Murder Data Statistics in the United States

Posted on Aug 12, 2019
The skills the author demoed here can be learned through taking Data Science with Machine Learning bootcamp with NYC Data Science Academy.

I analyzed murder statistics in the United States from 1980 to 2014. First of all, the reason why I chose the subject about murder was because I enjoyed watching the American crime dramas. There are a lot of dramatic stories, So I was curious if there are any real events like that.
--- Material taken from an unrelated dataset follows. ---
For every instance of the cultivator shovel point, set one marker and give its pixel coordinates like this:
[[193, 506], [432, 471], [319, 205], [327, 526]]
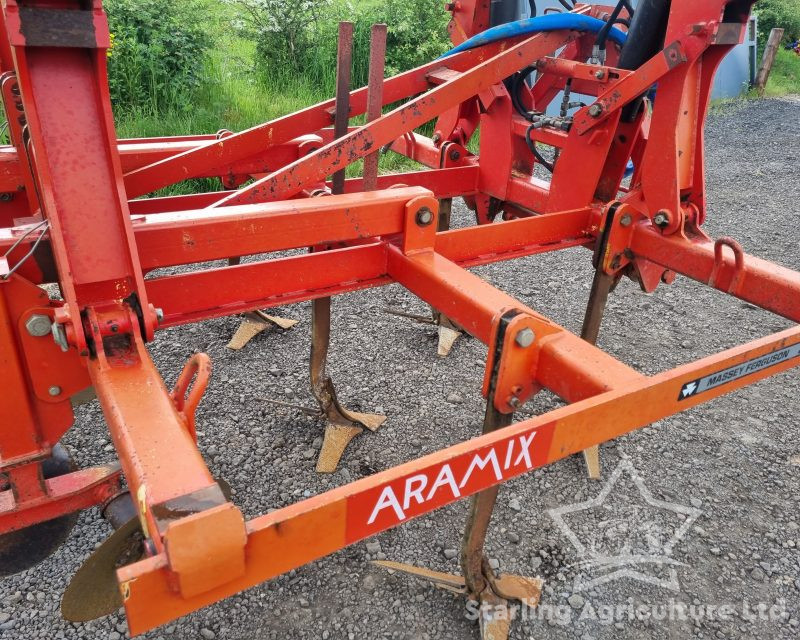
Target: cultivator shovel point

When I started this shiny project, I was able to find data on the murders in the United States and have the opportunity to analyze them.

Here is my Shiny Web App and Git Hub .


Data & Question

The data used for this project is "Homicide Reports, from 1980 to2014" uploaded to the Kaggle site. Raw-data consists of 24 columns and about 630,000 data, and the column consists of Agency Info, Crime Solved, year and month of occurrence, victim information, perpetrator information, relationships, weapons, and record sources.
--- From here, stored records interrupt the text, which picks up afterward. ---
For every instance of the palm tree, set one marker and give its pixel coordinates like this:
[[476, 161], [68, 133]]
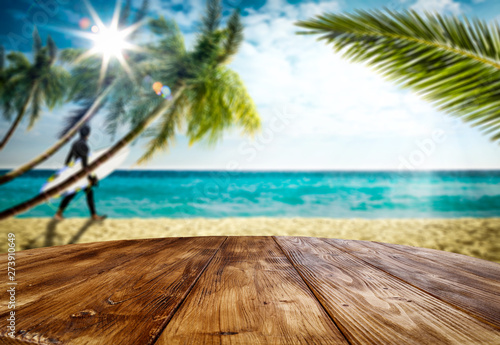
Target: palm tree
[[33, 85], [84, 82], [454, 63], [207, 99]]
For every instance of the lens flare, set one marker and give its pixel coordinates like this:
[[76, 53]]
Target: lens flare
[[84, 23], [165, 91]]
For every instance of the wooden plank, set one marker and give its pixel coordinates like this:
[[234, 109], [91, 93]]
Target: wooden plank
[[479, 296], [479, 267], [45, 270], [250, 294], [373, 307], [125, 304]]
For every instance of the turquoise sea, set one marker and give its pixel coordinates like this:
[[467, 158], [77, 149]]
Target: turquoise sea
[[215, 194]]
Murder Data Statistics in the United States

I used a total of 9 data columns for analysis and they are State, Year, Victim and perpetrator's info (age, Sex), Crime Solved, Relationship, Weapon. 
I draw the columns of data used for each question.  Overall data cleansing carried out pre-processing of the data from the perpetrator to 0 years old or the victim to 998 years old. Each cleansing according to each query was carried out, if necessary, and some new columns were created and used to draw graphs.

Data Observation

Q1. Where?

Murder Data Statistics in the United States
<Murders by state (Crime Solved Type)>

The graph on the left shows that state of the total number of murders from 1980 to 2014. California is the most murderous state in the United States, with 99,783 cases followed by Texas, New York and Florida.  Look at the graph in the middle where the Crime type is no, California is the state with the highest number of criminal failures followed by New York, Texas and Florida. The graph on the right shows the state with the ratio of  solved crime. North Dakota is the state with a high crime solved rate, followed by Montana and South Dakota, which has a low number of crime.
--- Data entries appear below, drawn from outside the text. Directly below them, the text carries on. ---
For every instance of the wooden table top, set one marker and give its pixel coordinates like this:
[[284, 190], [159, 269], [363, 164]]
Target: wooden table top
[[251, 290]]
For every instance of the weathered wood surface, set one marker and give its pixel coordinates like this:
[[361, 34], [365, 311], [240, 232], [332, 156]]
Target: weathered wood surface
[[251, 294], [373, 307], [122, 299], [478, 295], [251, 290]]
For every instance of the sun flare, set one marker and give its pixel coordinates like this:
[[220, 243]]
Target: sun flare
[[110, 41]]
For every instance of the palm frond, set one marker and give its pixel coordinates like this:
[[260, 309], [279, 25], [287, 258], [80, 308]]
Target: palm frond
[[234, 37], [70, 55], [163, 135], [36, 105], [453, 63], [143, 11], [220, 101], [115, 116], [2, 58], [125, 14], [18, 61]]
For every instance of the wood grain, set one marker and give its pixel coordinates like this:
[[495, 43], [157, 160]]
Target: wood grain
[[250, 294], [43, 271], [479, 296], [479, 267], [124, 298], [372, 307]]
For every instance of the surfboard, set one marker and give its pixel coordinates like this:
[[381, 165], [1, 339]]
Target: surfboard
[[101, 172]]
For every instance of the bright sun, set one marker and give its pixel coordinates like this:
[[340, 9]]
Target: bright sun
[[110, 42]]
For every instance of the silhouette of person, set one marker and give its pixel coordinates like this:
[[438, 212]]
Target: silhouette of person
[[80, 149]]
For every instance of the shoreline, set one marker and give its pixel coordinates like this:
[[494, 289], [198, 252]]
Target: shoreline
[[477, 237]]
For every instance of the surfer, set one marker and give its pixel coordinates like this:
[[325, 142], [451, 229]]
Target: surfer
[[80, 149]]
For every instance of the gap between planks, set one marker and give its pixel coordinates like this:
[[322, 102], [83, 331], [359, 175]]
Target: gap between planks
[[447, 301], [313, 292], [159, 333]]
California has a high crime rate and  63% crime solved rate. Texas has a second-highest crime rate but a 77% crime solved rate, which is higher than New York, which is the third-highest crime rate. New York has a crime not solved rate of 55% and the lowest crime-solved state is District of Columbia with 34%.

Q2. When? 

Murder Data Statistics in the United States
<Number of murders per year>

This graph shows the number of murders divided by year.  As you can see from the graph, 1993 is the year of the highest number of crimes, and since 2000, the slope of the number of crimes has been flat. 

Murder Data Statistics in the United States
<Number of murders per year (solved/not solved)>

Also, look at the number of crimes solved in each year, the number of unsolved cases was the highest in 1993, when the number of crimes occurred the most. The average number of crimes solved is about 70 percent.

Q3. Who?

<Who killed whom (Gender)>

This graph shows the gender distribution of the victim's relationship with the perpetrator. As expected, 65.8% of Male killed male, followed by male killed female, female killed male in third, and female killed female in the last.This graph shows that both perpetrators and victims have more male than female.

<Number of perpetrator by male, female, age>
<Number of victim by male, female, age>

What are the statistics based on the gender and age of the victim and the perpetrator? 

Look at the first graph, Male perpetrators are among the largest in their teens and twenties, and the figure can be seen gradually declining after 40s.  Female perpetrators are also in their teens to twenties and thirties, and after that, the figure decreases, like male moats.

The second graph shows the number of murders according to the victim's gender and age. Statistics based on the victim's gender and age are similar, especially in the number of people killed in infancy.  Male Victim can see a rapid increase in numbers from their teens to their 20s, and Female can see that the average number is similar from 20s to 40s.

Q4. What used?

What kind of weapon do the perpetrators use? 

<Use of perpetrator weapons>

The first graph shows that guns are used the most with an overwhelming number of 64.4%. The Raw data divided the types of guns into Shotgun, Handgun, Rifle and Firearm, which put the data together as "Gun" for statistics. After that, they appear as Knife, blunt object, Unknown, etc.

The second graph shows that guns were used the most in 1993, the year of the most murders. Although the figures have declined since the 2000s, they are still at the top of the list, with a wide gap with other weapons used for murder. 


The question is, wouldn't it be that the preferred weapon depends on the gender of the perpetrator?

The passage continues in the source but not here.